U.S. Pat. No. 8,229,907 B2, titled “Hardware Accelerated Transactional Memory System with Open Nested Transactions”, by Gray et al., filed Jun. 30, 2009, incorporated herein by reference in its entirety, discloses a hardware assisted transactional memory system with open nested transactions. Embodiments include a system whereby hardware acceleration of transactions can be accomplished by implementing open nested transaction in hardware which respect software locks such that a top level transaction can be implemented in software, and thus not be limited by hardware constraints typical when using hardware transactional memory systems.

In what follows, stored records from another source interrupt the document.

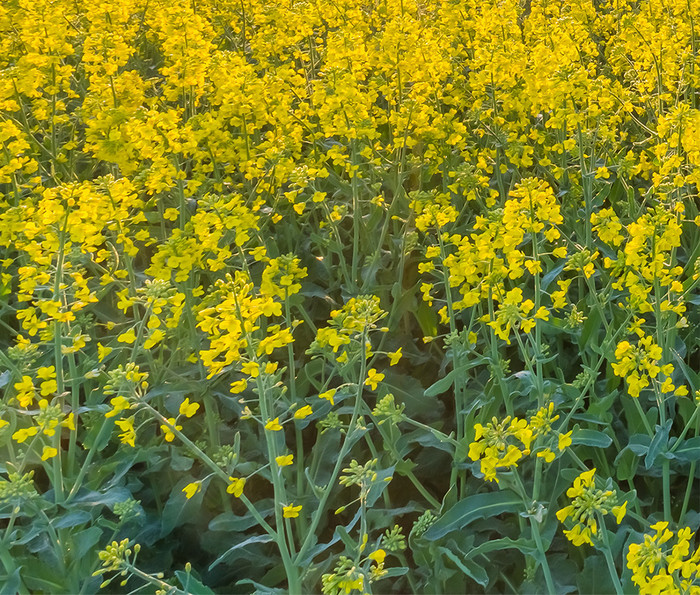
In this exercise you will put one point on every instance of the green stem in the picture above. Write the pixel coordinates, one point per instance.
(320, 509)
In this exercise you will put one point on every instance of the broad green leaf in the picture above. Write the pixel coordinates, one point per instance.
(588, 437)
(688, 451)
(254, 539)
(191, 585)
(478, 506)
(659, 443)
(468, 567)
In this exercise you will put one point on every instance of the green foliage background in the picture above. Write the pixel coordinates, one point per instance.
(375, 296)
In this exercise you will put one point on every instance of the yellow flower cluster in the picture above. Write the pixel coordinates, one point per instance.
(659, 567)
(501, 445)
(587, 508)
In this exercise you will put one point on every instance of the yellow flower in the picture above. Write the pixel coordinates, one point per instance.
(373, 378)
(303, 412)
(153, 339)
(168, 429)
(290, 511)
(273, 425)
(236, 486)
(21, 435)
(378, 556)
(547, 455)
(192, 488)
(188, 409)
(239, 386)
(127, 337)
(119, 404)
(394, 357)
(564, 440)
(328, 395)
(128, 435)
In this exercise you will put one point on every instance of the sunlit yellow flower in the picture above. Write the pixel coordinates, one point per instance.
(290, 511)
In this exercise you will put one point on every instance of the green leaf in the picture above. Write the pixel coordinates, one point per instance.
(86, 540)
(441, 385)
(594, 438)
(590, 330)
(688, 451)
(472, 508)
(471, 569)
(658, 444)
(12, 583)
(595, 577)
(178, 510)
(525, 546)
(191, 585)
(254, 539)
(639, 444)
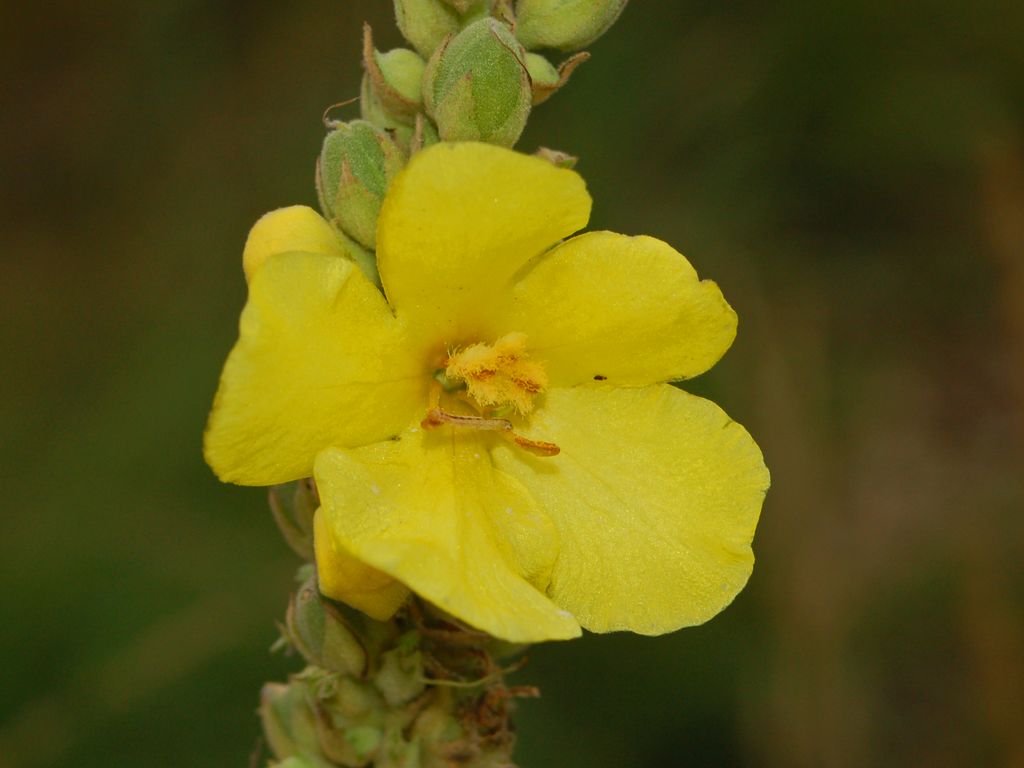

According to U.S. Pat. No. 7,536,517 B2, titled “Direct-update Software Transactional Memory” by Harris, filed Jul. 29, 2005, incorporated herein by reference in its entirety, a transactional memory programming interface allows a thread to directly and safely access one or more shared memory locations within a transaction while maintaining control structures to manage memory accesses to those same locations by one or more other concurrent threads. Each memory location accessed by the thread is associated with an enlistment record, and each thread maintains a transaction log of its memory accesses. Within a transaction, a read operation is performed directly on the memory location, and a write operation is attempted directly on the memory location, as opposed to some intermediate buffer. The thread can detect inconsistencies between the enlistment record of a memory location and the thread's transaction log to determine whether the memory accesses within the transaction are not reliable and the transaction should be re-tried.